Mark Rylance: “Shakespeare verbindet sich immer wieder mit den Zeiten, in denen Sie sich befinden”

nSpannung und Spannung liegen im Chelsea Theatre im Südwesten Londons in der Luft. Die Besetzung des Intermission Youth Theatre, einer Wohltätigkeitsorganisation, die junge Leute aus benachteiligten Verhältnissen dazu bringt, Shakespeare aufzuführen, drängen sich in Gruppen zusammen und spielen ihre Zeilen immer wieder. Es ist T minus sechs Tage bis zur neuen Produktion Julia und Romeo öffnet. Die Proben sind lang und folgen oft arbeitsreichen Tagen in der Schule, am College oder auf der Arbeit, aber wie ein Darsteller betont, wären sie lieber hier als anderswo.

Die heutige Probe hat zusätzliches Gewicht, da die Besetzung von Intermission-Treuhänder Mark Rylance besucht wird, der eine Szene aus der Show sieht und herumhängt, um Ratschläge zu geben. Der Schwergewichts-Thespianer hat während des 10-monatigen Trainingsprogramms der Wohltätigkeitsorganisation mit der diesjährigen Kohorte von 16- bis 25-Jährigen zusammengearbeitet und virtuelle Meisterkurse für sie mit Stars wie Whoopi Goldberg, Daniel Kaluuya, Andrew Garfield und David Oyelowo während der Sperrung durchgeführt.

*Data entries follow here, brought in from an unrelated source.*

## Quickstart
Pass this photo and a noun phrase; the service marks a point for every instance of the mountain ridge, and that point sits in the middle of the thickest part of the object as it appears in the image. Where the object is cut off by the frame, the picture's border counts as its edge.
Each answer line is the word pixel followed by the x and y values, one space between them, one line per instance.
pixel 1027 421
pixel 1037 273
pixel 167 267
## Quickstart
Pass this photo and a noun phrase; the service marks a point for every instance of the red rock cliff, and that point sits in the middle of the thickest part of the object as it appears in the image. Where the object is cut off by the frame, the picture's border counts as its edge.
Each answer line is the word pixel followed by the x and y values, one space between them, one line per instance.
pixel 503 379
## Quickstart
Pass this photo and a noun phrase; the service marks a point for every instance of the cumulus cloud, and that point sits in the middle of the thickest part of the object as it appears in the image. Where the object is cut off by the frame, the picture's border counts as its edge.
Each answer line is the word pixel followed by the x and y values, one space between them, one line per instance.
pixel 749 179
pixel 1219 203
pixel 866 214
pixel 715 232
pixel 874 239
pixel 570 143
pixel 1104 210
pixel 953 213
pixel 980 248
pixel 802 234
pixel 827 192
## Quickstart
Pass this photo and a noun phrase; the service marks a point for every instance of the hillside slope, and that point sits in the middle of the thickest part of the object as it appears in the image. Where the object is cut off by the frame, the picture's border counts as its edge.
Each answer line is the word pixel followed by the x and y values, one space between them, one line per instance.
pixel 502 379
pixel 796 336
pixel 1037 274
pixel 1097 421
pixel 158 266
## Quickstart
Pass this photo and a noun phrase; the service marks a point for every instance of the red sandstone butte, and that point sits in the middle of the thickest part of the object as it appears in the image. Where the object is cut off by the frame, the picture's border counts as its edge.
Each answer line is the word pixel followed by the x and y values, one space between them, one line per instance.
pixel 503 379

An der Spitze der ersten Post-Pandemie-Produktion der Gruppe steht der künstlerische Leiter Darren Raymond, der die Organisation bereits 2008 in Zusammenarbeit mit einer örtlichen Kirche gründete. Zu dieser Zeit tourte Raymond als Othello, wollte aber immer mit jungen Leuten arbeiten, um denjenigen, die in Gegenden mit „hoher Entbehrung“ aufgewachsen sind, „etwas zurückzugeben“, wie er es im Osten Londons erlebte. In einer Branche, die immer noch so von Weißen dominiert wird, ist eine Produktion auf Graswurzelebene wie Julia und Romeo, das mehrheitlich schwarz besetzt ist, fühlt sich ziemlich radikal an.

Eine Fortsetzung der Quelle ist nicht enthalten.